In [2]:
import findspark
findspark.init()

In [4]:
from pyspark.sql import SparkSession
from pyspark.sql.functions import desc

In [6]:
# Create a SparkSession
spark = SparkSession.builder \
    .appName("DataFrame Demo") \
    .config("spark.executor.memory", "2g") \
    .config("spark.sql.shuffle.partitions", "4") \
    .getOrCreate()

In [7]:
spark

## **Using RDD's**

In [11]:
# Ensure spark is already initialized from the previous cell
rdd = spark.sparkContext.textFile("./data/data.txt")

result_rdd = rdd.flatMap(lambda line: line.split(" ")) \
    .map(lambda word: (word, 1)) \
    .reduceByKey(lambda a, b: a + b) \
    .sortBy(lambda x: x[1], ascending=False)

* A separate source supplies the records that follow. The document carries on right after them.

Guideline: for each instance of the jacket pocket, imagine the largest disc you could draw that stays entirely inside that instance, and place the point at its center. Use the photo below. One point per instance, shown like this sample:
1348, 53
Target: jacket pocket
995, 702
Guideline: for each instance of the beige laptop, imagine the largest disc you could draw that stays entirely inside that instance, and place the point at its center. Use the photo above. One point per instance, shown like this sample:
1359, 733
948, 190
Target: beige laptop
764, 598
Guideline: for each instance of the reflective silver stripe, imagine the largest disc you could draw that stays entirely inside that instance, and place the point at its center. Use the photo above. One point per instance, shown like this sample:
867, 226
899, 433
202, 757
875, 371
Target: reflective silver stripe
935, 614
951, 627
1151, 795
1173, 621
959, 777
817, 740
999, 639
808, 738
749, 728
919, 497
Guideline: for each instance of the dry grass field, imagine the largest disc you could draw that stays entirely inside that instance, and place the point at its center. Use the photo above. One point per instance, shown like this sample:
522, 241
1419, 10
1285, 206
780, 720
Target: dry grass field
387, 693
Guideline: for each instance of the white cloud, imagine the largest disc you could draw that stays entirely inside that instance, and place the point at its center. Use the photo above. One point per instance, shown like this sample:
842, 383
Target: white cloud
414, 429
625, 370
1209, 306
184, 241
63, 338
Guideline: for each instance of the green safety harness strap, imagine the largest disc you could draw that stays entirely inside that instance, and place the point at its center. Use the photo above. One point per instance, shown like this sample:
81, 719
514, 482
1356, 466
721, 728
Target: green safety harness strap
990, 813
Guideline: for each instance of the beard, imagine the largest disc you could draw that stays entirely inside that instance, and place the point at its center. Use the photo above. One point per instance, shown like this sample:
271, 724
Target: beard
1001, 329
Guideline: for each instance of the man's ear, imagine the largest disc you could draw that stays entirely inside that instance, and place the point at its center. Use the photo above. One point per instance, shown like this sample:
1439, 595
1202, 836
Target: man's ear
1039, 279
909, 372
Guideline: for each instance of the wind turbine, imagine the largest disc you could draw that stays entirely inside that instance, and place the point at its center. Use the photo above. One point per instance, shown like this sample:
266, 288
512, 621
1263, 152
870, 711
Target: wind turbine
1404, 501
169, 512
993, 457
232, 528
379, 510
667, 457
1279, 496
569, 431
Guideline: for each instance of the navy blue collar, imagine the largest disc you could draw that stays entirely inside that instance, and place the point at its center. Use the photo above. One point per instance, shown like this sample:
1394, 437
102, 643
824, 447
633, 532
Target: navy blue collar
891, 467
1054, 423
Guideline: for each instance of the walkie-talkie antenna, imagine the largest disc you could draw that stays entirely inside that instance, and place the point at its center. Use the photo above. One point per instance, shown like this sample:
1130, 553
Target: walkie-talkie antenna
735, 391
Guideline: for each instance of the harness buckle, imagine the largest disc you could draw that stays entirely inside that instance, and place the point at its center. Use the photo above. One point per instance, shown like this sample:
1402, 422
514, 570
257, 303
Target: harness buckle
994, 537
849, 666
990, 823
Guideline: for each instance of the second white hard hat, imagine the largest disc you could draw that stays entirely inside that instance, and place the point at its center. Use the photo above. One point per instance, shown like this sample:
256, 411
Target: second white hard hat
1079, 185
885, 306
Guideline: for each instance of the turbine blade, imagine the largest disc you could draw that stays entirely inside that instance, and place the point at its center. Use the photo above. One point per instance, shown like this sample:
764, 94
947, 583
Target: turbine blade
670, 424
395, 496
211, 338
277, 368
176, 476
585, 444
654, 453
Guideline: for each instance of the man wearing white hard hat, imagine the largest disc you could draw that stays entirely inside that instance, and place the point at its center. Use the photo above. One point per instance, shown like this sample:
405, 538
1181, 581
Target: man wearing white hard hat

# This should now produce output
result_rdd.take(10)

[('is', 3),
 ('Spark', 3),
 ('text', 2),
 ('for', 2),
 ('distributed', 2),
 ('of', 2),
 ('This', 2),
 ('a', 2),
 ('RDD', 2),
 ('sample', 1)]

# **Using DataFrames**

In [12]:
df = spark.read.text("./data/data.txt")

result_df = df.selectExpr("explode(split(value, ' ')) as word") \
    .groupBy("word").count().orderBy(desc("count"))

In [13]:
result_df.take(10)

[Row(word='is', count=3),
 Row(word='Spark', count=3),
 Row(word='for', count=2),
 Row(word='RDD', count=2),
 Row(word='text', count=2),
 Row(word='distributed', count=2),
 Row(word='a', count=2),
 Row(word='This', count=2),
 Row(word='of', count=2),
 Row(word='file', count=1)]

In [14]:
spark.stop()